Some investors say they pay no attention to the sustainability indexes. Lewis E. Gasorek, president of Listowel, a private investment firm, acknowledges that "we have to figure out a way to be sustainable over the long term, otherwise we won't survive." But he doesn't invest according to what the sustainability indexes show, partly because he thinks they can be manipulated, but more important, because "they are not predictive of a company's future performance." When Gasorek makes an investment, what matters are a firm's financial position, cash flow, business performance, and strategy, he says.

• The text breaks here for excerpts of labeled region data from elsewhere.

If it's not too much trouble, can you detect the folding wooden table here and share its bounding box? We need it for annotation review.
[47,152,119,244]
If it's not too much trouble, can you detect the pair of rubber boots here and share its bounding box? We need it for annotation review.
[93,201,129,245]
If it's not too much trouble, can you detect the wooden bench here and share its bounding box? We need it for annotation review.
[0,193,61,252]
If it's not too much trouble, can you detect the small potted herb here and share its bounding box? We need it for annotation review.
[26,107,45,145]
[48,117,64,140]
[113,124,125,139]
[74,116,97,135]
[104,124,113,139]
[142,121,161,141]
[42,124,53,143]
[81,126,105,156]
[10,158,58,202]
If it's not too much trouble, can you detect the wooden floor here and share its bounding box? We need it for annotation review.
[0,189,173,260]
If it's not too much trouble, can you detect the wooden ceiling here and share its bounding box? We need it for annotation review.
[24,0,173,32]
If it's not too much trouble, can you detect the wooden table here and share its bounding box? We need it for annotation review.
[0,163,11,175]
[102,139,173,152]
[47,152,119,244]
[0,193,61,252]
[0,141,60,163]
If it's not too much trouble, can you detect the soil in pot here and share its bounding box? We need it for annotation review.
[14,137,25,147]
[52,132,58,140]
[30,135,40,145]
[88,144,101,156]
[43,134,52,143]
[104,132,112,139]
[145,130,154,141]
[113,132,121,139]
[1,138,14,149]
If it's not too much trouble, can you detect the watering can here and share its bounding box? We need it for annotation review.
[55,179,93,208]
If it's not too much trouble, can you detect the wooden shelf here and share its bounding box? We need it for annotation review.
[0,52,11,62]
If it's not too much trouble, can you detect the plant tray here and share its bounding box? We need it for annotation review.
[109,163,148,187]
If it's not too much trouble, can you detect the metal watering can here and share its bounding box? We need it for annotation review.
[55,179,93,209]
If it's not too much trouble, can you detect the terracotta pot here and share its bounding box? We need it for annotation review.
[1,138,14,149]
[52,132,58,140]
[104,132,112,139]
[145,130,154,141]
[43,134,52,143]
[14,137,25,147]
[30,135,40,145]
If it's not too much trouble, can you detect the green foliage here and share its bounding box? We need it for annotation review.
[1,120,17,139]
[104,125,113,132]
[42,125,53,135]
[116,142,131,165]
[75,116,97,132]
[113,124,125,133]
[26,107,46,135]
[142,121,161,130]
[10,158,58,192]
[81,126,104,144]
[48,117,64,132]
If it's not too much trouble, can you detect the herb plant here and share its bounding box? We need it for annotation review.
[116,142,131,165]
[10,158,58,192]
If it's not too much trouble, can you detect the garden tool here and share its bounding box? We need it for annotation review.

Others counter that, for a certain class of investor, sustainability matters. David Kathman, a mutual-fund analyst with investment research firm Morningstar, notes that "sustainability" is the new buzzword among socially responsible mutual funds. Management companies such as Vanguard, Calvert Investments, and Domini Social Investments do pay attention. Individuals who want to invest according to their values can put their money into a socially responsible mutual fund that, history shows, won't perform any better or worse than other mutual funds, "but they get the social screening for free," Kathman says.

Still, even the harshest critics of the sustainability indexes agree that a focus on economic and environmental performance is valuable. Because of these indexes, Greenpeace's Ash says, "people in corporations are paying attention to carbon and realize it affects their bottom line."